Exploring the perception of extreme metal vocals via verbal associations and audio feature analysis

Growled vocals in extreme metal involve low harmonicity and high roughness and are associated with expressive traits like "aggressiveness" (Tsai et al., 2010). Audio features can help classify them into broad style categories (Nieto, 2013; Kalbag & Lerch, 2022). However, despite a variety of subgenres and vocal effects specific to the genre, the perceptual organization of these styles has not yet been empirically explored more closely in regards to verbal associations. Which audio features correspond with the perception of different expressive techniques and styles remains unknown.

We aim to analyze extreme metal vocals via a semantically meaningful space of verbal associations and their correspondence with audio features.

To determine this, we extracted short phrases from 115 professional metal vocal tracks. 10 were pilot-rated by subjects for pairwise similarity (45 comparisons). The resulting similarity matrix forms the basis for a perceptual similarity space computed using multidimensional scaling (MDS). In a second experiment, we collected verbal associations for the whole dataset of vocal excerpts. From those adjectives, we constructed a semantic map computationally via co-occurrence analysis. We analyzed the verbal associations in connection with spectral and temporal audio features extracted from the excerpts.

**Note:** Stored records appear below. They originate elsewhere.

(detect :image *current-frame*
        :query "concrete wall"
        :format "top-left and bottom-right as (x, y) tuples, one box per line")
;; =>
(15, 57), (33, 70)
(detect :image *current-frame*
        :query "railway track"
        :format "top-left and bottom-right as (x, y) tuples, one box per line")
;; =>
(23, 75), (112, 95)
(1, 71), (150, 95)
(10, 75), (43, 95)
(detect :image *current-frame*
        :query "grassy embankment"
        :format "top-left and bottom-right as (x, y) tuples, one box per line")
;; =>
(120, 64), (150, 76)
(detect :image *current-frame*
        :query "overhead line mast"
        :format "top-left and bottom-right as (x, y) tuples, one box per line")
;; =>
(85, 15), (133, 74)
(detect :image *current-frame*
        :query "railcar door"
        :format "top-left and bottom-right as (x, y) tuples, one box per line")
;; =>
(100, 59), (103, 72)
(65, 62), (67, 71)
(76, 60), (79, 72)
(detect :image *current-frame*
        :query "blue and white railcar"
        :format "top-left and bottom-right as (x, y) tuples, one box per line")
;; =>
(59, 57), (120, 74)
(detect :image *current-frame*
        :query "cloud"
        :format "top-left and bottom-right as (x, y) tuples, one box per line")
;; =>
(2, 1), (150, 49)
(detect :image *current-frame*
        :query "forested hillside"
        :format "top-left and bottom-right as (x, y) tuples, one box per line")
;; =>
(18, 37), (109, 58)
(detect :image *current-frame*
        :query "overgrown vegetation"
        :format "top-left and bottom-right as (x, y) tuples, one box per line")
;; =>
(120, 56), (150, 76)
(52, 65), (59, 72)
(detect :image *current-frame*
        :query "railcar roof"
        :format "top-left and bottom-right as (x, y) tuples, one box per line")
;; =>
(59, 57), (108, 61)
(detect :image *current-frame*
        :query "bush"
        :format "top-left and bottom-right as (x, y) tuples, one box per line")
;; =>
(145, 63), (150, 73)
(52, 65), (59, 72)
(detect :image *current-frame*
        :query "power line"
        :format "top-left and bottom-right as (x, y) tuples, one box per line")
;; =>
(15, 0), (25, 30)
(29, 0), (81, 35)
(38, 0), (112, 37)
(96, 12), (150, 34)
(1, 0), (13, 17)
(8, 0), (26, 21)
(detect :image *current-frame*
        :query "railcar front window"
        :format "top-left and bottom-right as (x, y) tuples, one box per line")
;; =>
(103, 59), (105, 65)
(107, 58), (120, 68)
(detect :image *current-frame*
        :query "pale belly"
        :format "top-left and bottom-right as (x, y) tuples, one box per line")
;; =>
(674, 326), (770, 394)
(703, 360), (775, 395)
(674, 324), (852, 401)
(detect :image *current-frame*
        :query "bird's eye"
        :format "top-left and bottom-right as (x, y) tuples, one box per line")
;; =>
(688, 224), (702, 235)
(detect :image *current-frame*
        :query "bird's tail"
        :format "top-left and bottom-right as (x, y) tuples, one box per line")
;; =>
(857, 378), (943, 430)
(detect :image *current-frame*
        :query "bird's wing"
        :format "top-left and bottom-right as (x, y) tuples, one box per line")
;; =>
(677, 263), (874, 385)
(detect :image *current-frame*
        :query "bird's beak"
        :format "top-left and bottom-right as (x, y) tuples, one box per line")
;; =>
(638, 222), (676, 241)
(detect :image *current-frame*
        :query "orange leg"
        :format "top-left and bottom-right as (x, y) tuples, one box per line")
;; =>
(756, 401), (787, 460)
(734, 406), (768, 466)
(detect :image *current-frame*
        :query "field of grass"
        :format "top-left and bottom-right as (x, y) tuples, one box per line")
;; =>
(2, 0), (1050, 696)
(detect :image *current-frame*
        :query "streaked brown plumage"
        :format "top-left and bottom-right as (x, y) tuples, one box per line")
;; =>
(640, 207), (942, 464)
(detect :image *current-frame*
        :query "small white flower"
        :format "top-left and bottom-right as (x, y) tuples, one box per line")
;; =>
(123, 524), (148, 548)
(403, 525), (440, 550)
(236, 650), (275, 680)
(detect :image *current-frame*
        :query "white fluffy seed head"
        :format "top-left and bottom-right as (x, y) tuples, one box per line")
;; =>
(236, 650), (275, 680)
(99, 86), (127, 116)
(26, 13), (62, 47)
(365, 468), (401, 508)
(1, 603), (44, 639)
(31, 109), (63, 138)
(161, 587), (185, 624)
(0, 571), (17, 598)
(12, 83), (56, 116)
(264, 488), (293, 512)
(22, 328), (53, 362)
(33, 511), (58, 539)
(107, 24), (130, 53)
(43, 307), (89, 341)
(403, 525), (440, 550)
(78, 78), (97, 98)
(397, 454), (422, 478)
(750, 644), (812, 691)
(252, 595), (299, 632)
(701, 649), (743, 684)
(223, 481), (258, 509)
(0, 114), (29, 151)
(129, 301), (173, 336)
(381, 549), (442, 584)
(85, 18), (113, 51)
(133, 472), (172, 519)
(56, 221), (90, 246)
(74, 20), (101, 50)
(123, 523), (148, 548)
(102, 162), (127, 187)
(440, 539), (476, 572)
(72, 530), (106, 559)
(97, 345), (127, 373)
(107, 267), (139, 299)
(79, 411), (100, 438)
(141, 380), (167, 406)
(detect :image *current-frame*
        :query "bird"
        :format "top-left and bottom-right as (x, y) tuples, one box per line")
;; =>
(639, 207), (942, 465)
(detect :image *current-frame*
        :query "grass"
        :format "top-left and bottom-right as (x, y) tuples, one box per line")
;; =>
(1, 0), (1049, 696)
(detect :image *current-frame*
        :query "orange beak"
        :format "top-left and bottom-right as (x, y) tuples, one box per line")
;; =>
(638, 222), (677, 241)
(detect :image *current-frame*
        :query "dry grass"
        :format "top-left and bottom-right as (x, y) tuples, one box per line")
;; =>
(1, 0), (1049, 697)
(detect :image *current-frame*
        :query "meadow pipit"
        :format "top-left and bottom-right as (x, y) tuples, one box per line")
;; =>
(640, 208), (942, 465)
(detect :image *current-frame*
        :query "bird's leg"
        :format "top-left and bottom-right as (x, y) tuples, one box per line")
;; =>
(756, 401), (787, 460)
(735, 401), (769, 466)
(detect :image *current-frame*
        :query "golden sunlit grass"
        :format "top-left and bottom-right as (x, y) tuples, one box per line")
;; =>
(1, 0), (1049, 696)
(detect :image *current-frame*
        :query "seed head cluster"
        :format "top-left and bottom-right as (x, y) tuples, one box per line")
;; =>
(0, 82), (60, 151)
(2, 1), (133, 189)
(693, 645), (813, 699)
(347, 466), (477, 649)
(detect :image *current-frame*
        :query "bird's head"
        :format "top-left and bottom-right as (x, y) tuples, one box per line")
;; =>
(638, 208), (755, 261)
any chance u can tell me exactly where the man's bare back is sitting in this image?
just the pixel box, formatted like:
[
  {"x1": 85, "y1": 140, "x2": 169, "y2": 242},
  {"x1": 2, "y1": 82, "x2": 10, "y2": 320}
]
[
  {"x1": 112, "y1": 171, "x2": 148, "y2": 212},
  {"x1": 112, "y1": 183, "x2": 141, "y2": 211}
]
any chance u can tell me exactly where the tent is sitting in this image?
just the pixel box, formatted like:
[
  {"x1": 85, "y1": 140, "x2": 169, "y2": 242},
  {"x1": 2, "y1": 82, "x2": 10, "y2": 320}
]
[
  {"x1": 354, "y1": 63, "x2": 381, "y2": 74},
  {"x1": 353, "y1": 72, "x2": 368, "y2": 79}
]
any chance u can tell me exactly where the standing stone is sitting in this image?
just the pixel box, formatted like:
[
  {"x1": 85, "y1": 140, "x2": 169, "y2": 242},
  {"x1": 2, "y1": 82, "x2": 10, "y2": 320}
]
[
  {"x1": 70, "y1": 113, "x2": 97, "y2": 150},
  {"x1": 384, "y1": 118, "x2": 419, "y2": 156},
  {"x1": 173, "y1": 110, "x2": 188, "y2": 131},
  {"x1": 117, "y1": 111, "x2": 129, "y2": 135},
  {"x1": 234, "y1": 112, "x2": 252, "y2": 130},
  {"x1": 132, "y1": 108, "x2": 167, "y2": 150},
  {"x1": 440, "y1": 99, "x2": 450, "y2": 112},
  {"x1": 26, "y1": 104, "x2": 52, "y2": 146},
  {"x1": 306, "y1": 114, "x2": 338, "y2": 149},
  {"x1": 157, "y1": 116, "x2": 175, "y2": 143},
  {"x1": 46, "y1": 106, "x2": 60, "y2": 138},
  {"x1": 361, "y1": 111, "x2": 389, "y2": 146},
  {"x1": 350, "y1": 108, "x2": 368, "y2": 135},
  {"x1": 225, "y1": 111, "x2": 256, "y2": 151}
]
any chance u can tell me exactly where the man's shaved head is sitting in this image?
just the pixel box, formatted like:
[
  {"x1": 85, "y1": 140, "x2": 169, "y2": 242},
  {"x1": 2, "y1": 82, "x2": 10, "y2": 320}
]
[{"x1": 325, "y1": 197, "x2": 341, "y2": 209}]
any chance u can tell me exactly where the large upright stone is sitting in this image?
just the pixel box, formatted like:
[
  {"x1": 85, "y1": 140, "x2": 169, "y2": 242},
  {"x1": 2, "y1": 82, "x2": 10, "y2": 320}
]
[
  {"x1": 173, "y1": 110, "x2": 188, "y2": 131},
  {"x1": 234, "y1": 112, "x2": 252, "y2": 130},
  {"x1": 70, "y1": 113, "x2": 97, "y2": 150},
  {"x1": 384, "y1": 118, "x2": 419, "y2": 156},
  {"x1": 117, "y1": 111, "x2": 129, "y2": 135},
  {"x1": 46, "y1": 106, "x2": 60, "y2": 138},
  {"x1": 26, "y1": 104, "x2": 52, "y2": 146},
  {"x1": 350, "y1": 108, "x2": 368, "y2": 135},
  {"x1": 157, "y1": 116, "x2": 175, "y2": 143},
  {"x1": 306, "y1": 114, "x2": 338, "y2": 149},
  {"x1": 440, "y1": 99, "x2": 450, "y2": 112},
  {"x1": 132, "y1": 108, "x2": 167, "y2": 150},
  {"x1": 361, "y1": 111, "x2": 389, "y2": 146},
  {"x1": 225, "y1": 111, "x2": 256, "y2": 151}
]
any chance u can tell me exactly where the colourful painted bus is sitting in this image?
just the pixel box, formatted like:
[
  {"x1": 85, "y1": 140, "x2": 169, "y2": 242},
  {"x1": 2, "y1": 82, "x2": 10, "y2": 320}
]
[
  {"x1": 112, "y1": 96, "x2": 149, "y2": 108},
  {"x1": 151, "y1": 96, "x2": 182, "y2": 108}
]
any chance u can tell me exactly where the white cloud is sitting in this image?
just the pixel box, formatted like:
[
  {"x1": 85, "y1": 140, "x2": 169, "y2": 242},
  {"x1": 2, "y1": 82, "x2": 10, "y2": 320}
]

Preliminary analyses reveal a three-dimensional similarity space whose first major axis contrasts harmonic vs. inharmonic/rough vocals (Harmonic-to-Noise Ratio: r = 0.837, p = 0.005; Spectral Complexity: r = -0.959, p < 0.001). While the second perceptual dimension shows no correlations with extracted sound features, the third dimension relates to the position of the higher formants (e.g., F2: r = -0.855, p = 0.003). A dichotomy between harmonic/inharmonic vocals constitutes the predominant axis of the semantic network of verbal associations, which shows subclusters relating to fine-grained descriptions. When projecting the verbal associations onto the acoustic space, descriptions like "demonic," "scratchy," "powerful," or "angelic" map along specific positions.

Discussion and conclusion
A web application allows interactive exploration of the acoustic-semantic space with psychoacoustically relevant audio features.